Non credo esista un singolo tifoso che non abbia cullato l’ipotesi di vedere Pep Guardiola sulla panchina della Juventus. Questa ipotesi, razionalmente lontana e inarrivabile, ha improvvisamente subito un’accelerata notevole in seguito ad autorevoli voci di mercato che, fuori dal coro della stampa mainstream, lo continuano tutt’oggi a darlo non solo come prima scelta, ma addirittura come molto vicino al trasferimento a Torino. Per uno che sogna ad occhi aperti, credere allo sbarco dell’alieno non è abbastanza: bisogna proprio immaginarsi il buon Pep che con il giaccone targato Jeep disegna cinque corridoi sul campo di allenamento della Continassa, e sgrida Bentancur perché non ha aperto la gamba per girarsi fronte porta mentre controlla un pallone. E poi si mette in campo la formazione. Ma come sarebbe la Juventus del catalano? Quali dei suoi principi andrebbe a privilegiare? Quali giocatori ne beneficerebbero? Di che tipo di mercato avrebbe bisogno?

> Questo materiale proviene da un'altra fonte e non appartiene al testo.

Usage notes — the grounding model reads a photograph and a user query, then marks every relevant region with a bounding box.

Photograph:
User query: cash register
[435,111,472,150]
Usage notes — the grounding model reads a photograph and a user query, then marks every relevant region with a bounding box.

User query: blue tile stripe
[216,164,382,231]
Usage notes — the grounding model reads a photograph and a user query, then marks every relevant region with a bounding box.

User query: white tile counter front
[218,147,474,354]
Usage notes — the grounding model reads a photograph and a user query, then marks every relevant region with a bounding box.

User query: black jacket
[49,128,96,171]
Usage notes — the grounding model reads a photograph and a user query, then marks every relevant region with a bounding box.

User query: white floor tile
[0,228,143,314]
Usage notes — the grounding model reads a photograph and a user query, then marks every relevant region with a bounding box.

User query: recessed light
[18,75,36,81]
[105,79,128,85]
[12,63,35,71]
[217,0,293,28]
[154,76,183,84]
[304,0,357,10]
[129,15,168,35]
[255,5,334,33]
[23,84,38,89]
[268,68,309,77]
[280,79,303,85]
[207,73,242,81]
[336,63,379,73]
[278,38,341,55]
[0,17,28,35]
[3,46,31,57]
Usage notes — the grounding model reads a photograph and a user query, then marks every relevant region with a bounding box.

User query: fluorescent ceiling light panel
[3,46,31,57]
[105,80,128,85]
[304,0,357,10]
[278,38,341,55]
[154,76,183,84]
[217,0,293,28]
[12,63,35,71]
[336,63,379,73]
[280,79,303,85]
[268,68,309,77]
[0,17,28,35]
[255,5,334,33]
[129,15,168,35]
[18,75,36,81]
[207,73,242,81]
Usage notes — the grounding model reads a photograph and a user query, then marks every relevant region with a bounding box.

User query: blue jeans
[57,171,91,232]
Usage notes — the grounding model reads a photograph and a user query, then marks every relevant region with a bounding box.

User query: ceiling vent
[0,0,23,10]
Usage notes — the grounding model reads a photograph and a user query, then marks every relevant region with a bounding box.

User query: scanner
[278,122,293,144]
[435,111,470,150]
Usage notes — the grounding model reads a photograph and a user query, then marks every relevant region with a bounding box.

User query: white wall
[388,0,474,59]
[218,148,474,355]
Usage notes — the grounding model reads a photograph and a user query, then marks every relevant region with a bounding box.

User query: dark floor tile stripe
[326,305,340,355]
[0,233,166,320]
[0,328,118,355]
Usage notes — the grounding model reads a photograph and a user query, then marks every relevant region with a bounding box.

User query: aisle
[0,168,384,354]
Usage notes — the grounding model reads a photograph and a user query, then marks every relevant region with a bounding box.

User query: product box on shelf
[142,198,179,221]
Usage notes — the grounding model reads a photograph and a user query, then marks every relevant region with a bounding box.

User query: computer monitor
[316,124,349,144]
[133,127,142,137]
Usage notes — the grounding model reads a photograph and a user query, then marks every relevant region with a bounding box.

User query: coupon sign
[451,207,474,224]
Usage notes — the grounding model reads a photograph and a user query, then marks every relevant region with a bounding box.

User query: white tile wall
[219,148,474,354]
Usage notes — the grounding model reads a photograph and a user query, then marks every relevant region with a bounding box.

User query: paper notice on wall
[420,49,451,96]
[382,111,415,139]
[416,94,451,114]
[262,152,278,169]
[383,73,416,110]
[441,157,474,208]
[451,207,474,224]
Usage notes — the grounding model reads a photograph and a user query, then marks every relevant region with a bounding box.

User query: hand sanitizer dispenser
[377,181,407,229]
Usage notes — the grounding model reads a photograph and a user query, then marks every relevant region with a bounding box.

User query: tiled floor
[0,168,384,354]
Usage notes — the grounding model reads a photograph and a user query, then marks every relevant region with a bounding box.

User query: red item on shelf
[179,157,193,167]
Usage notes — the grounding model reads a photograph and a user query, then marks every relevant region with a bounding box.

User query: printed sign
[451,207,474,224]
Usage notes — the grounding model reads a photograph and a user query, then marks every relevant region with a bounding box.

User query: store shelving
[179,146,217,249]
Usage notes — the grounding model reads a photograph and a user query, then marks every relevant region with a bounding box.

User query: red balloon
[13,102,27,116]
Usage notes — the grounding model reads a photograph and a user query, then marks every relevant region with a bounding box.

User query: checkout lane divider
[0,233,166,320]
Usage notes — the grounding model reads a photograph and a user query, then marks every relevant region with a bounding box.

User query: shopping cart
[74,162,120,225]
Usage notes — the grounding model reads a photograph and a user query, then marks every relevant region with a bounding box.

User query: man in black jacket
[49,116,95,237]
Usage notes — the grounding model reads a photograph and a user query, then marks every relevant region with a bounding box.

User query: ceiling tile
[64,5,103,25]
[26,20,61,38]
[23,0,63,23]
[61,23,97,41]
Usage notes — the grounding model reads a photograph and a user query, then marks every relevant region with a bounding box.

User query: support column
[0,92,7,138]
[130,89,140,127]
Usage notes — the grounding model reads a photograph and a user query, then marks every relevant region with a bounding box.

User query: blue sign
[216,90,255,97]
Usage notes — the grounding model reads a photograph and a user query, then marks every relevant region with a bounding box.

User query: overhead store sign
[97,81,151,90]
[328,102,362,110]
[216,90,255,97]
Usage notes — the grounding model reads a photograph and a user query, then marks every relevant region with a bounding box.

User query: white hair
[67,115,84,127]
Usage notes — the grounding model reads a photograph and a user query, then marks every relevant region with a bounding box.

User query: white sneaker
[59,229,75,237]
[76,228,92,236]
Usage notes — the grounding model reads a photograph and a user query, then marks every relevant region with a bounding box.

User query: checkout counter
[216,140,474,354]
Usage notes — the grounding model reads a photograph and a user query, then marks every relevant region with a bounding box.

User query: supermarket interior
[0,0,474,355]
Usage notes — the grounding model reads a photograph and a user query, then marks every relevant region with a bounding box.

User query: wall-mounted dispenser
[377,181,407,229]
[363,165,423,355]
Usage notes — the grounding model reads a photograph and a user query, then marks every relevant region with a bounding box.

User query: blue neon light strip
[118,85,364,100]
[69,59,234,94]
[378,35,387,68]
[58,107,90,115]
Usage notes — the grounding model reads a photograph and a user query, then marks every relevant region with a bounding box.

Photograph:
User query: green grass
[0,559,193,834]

In effetti, prima di lanciarsi in sperticate fantasie di gioco, è bene ricordare che per Guardiola esistono pochi concetti davvero insindacabili, ma da questi non si puo per l’appunto prescindere. Le sue squadre vogliono e si prendono il possesso della sfera, con prolungate fasi di paziente attacco posizionale. In questo vale la pena rimarcare come il possesso sia soltanto un mezzo per disordinare la struttura posizionale avversaria (celebre, in questo senso, la frase “el tiqui taca es una mierda”, e dunque la differenza con Allegri che utilizzava il possesso come strumento difensivo). Le sue squadre lo fanno attraverso la ricerca costante del terzo uomo dietro la linea di pressione, occupando benissimo il campo sia in ampiezza che in profondità. Forse, le spaziature e il corretto scaglionamento in campo sono l’aspetto del gioco di Guardiola ad essere meno commentato e lodato, pur restando uno dei capisaldi dell’ex-Barça. Lungi dall’esser l’integralista di cui viene sovente accusato, nel tempo Guardiola ha saputo rinnovare se stesso adattandosi al contesto – culturale prima anche che tecnico – in cui si è ritrovato immerso. Il tutto senza rinunciare ai suoi principi, divenuti ormai veri e proprio brand.
Come giocare?
A ben vedere, la rosa della Juventus non è poi così inadatta al suo gioco, fatto di associazionismo spinto e uomini tra (tutte) le linee, ma anche di una felice esasperazione dei concetti di campo stretto e campo largo. Guardiola troverebbe nello Szczęsny 2.0 della Juventus un portiere moderno, in grado di sostenere il giro palla basso, resistere alla pressione avversaria e capace anche di intuizioni per niente banali con la palla. Szczęsny sarebbe a suo agio nel giocare fuori dalla propria area di rigore, come aveva accennato in autunno, un fattore che porterebbe a maturazione definitiva il suo apprendistato da sweeper keeper.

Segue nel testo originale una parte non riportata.